My supervisor went to the administrator and advocated for me so that I could stay. She spent professional capital on someone who really hadn't earned another chance. And when it was over she walked me out to the parking lot and said something I wasn't expecting. She told me she could see what I was capable of becoming, and she meant it, and I knew she meant it. That gave me hope.
Peer support workers come into this field with real experience. Shrugging my shoulders. All of life is experience and all experience is real. What supervisors need to appreciate is that our particular experience also comes with blind spots, unresolved scars, and certainty about our own insight that can do serious damage without someone willing to be honest about what they're seeing.
A peer specialist who isn't being supervised well isn't just an employee who might underperform but a person whose unresolved pain is now in the room with someone else's unresolved pain, and nobody is watching the door. The risk isn't abstract. It's the worker who burns out in eighteen months because nobody helped them understand where their story ends and the person they're serving begins. It's the one who crosses a boundary they didn't even see coming because their scars were never properly dealt with in supervision. It's the one who leaves the field entirely because they made a mistake and their supervisor responded with a policy manual instead of a human being.

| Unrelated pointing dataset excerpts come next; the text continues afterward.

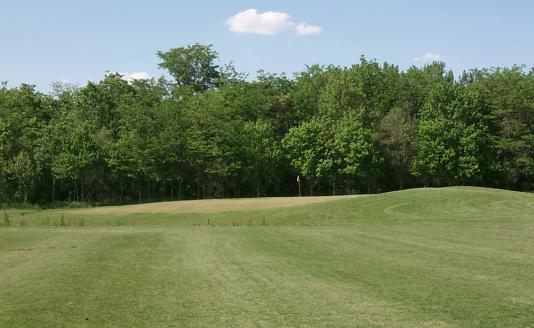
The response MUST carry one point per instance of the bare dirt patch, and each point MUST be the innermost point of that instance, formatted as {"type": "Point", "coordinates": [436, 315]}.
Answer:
{"type": "Point", "coordinates": [208, 205]}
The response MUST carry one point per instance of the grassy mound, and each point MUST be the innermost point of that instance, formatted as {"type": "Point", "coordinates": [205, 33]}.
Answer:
{"type": "Point", "coordinates": [451, 257]}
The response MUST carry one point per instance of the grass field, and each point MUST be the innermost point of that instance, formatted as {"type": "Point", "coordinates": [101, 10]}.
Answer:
{"type": "Point", "coordinates": [451, 257]}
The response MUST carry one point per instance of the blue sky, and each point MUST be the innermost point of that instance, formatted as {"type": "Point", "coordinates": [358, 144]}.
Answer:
{"type": "Point", "coordinates": [45, 41]}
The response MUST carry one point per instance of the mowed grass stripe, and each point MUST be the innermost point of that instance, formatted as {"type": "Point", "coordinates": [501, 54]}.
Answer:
{"type": "Point", "coordinates": [432, 284]}
{"type": "Point", "coordinates": [361, 262]}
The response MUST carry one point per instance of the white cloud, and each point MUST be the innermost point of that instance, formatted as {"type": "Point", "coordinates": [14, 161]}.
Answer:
{"type": "Point", "coordinates": [251, 21]}
{"type": "Point", "coordinates": [266, 23]}
{"type": "Point", "coordinates": [428, 57]}
{"type": "Point", "coordinates": [130, 77]}
{"type": "Point", "coordinates": [307, 29]}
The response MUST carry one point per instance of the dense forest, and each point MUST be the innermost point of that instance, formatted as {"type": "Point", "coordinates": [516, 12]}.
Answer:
{"type": "Point", "coordinates": [208, 131]}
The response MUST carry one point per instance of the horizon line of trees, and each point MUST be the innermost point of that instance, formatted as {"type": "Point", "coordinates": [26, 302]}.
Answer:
{"type": "Point", "coordinates": [211, 132]}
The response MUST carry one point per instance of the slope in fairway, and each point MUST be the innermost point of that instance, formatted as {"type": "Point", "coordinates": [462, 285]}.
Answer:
{"type": "Point", "coordinates": [209, 206]}
{"type": "Point", "coordinates": [452, 257]}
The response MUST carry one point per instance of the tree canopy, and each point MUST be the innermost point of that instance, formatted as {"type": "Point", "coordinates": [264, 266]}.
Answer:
{"type": "Point", "coordinates": [211, 132]}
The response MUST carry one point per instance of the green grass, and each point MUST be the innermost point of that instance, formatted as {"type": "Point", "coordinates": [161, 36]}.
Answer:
{"type": "Point", "coordinates": [452, 257]}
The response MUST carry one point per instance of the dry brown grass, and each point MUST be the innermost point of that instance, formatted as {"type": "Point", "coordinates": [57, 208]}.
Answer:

Good supervision in peer support is not about preventing every mistake. My supervisor wasn't so close to me that I didn't go in there and make a complete mess of things. What she had was something more than proximity which was the ability to look at a person who had just demonstrated genuinely poor judgment and still see something worth fighting for. She held me accountable, she was honest with me about what I'd done, and she didn't pretend it hadn't happened. But she didn't walk away either, and that choice, to stay and advocate for someone who hadn't earned it, is the reason I'm still in this work.
Supervisors in this field carry a responsibility to do no harm, and that responsibility doesn't stop at the people being served. It extends to the staff.
The peer specialist who came into this work already carrying scars, still figuring out who they are in this role, still learning the difference between their story and someone else's, that person is also under their care.
My supervisor understood that. She could have walked away from me and called it a reasonable professional decision, and nobody would have blamed her. I wouldn't. Instead she stayed and advocated, and in doing so she honored the same ethic she was supposed to be modeling. Do no harm. Then do hope.